Dave’s Hot Chicken also uses the Restaurant365 platform. Company leadership noted the ability to “fully automate bank reconciliation, accounts payable and payroll processes.”

Accounting was one of the first parts of business to see automation, and more connections to all levels of the accounting process means rote tasks continue to get easier or become completely automated.

The dreary accounts reconciliation end of accounting is one place getting a lot of attention. MarginEdge, a data-efficiency company founded by some restaurant owners in 2015, just released a tool called “ finance” to automate away all sorts of data entry and disparate data. The tool promises to automate invoice processing, vendor payments and tracking to keep an eye on vendor credits at one location or across multiple units.

This is another tool that falls on the line between in-restaurant leaders and regional or district managers, a line that is seeing a lot of innovation as restaurant owners try to both free up restaurant-level managers to do the human work and also automate away some corporate office busywork.

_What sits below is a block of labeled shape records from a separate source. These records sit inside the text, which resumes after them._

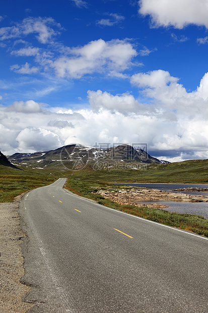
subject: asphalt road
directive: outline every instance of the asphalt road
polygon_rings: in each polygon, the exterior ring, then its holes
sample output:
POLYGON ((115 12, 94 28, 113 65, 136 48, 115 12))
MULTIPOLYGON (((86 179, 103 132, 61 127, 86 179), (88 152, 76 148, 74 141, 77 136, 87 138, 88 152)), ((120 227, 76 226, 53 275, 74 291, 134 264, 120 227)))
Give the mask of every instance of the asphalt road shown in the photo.
POLYGON ((208 238, 71 194, 65 181, 21 204, 28 312, 207 313, 208 238))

The explosion of connectivity over the past several years has made this all possible. Now almost every tool across the wide restaurant technology landscape has at least some kind of limited integration. That means data can flow to these new and evolving tools easier than it could before.

ItsaCheckmate can plug into just about any accounting process. Restaurant365 can sit between points of sale and accounting platforms. And the new tool from MarginEdge boasts connection to more than 55,000 restaurant vendors to handle all the invoicing busywork.

These tools represent only a sliver of what’s happening in the accounting space, and as efficiencies are found, more tools will pop up to solve problems large and niche. While it’s becoming a bit trite to say at this point in the restaurant-technology explosion, owners looking to use these new tools need to keep in mind how easily everything plugs together. There is simply no room on the restaurant counter, in the kitchen or in the manager’s office for disparate technology anymore.